You are a state inspector for the Division of Weights and Measures. Your responsibility is to be sure the net weight found on all containers is correctly reflected on the label (note: the label is a claim). You are inspecting ABC Company who makes dry dog food in boxes and bags. The boxes you are checking indicate a net mean weight of 32 ounces. You check a sample of 200 boxes and found the average content to be 31.7 ounces. The standard deviation allowed for this type of product is 2.2 ounces. Can you conclude at a .02 level of significance that the boxes of dog food are being under filled

Answer 1

No. There is not enough evidence to support the claim that the boxes of dog food are being under filled (P-vaue=0.027).

Explanation:

This is a hypothesis test for the population mean.

The claim is that the boxes of dog food are being under filled.

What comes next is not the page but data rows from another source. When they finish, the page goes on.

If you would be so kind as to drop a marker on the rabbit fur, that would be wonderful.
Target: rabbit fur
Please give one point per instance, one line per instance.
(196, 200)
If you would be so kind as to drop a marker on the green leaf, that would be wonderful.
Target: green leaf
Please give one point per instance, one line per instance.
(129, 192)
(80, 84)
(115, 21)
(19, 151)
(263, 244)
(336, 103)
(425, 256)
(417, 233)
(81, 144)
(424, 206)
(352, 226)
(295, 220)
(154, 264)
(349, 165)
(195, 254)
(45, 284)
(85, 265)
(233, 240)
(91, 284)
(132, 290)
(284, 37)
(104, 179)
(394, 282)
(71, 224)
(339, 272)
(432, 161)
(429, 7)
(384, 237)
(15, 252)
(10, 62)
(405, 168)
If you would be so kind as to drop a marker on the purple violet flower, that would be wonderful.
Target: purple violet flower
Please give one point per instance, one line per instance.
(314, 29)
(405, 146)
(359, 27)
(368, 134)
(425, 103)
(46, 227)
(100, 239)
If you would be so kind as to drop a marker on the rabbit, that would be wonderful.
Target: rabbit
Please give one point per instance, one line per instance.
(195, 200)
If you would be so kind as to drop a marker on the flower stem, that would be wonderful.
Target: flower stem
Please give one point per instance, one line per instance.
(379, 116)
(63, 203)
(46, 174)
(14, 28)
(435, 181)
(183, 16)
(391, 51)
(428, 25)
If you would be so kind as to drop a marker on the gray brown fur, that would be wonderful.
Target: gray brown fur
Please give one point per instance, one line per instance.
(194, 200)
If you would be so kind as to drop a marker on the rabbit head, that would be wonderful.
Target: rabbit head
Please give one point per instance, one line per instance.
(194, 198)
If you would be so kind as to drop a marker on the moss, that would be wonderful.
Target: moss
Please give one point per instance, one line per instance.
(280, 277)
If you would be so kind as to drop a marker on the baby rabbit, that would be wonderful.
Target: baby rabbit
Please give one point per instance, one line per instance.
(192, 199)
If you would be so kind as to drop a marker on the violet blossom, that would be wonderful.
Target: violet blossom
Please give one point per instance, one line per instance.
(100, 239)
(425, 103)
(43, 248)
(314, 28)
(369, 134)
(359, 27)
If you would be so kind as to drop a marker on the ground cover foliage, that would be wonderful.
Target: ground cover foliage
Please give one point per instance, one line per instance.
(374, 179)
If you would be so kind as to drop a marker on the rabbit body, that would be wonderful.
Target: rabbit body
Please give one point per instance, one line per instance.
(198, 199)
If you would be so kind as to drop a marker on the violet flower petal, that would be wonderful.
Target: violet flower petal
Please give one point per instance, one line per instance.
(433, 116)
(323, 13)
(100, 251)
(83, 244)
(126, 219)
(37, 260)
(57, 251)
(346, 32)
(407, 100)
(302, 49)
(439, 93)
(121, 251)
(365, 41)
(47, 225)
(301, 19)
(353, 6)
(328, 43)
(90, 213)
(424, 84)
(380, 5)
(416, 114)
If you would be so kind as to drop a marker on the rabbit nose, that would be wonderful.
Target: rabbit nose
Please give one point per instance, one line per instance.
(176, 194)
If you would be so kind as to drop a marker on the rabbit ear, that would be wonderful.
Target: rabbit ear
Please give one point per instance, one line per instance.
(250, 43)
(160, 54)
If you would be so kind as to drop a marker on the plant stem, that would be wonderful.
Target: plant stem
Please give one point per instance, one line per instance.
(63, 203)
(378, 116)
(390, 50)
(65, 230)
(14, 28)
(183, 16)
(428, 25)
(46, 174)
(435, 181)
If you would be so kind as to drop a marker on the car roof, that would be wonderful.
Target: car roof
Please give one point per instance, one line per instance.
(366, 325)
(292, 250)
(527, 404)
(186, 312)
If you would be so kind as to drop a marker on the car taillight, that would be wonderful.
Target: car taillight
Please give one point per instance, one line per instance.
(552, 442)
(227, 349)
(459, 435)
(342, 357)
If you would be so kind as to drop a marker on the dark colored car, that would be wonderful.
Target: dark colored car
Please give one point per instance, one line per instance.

Then, the null and alternative hypothesis are:

`H_0: \mu=32\\\\H_a:\mu< 32`

The significance level is 0.02.

The sample has a size n=200.

The sample mean is M=31.7.

The standard deviation of the population is known and has a value of σ=2.2.

We can calculate the standard error as:

`\sigma_M=(\sigma)/(√(n))=(2.2)/(√(200))=0.156`

Then, we can calculate the z-statistic as:

`z=(M-\mu)/(\sigma_M)=(31.7-32)/(0.156)=(-0.3)/(0.156)=-1.928`

This test is a left-tailed test, so the P-value for this test is calculated as:

`\text{P-value}=P(z<-1.928)=0.027`

As the P-value (0.027) is bigger than the significance level (0.02), the effect is not significant.

The null hypothesis failed to be rejected.

There is not enough evidence to support the claim that the boxes of dog food are being under filled.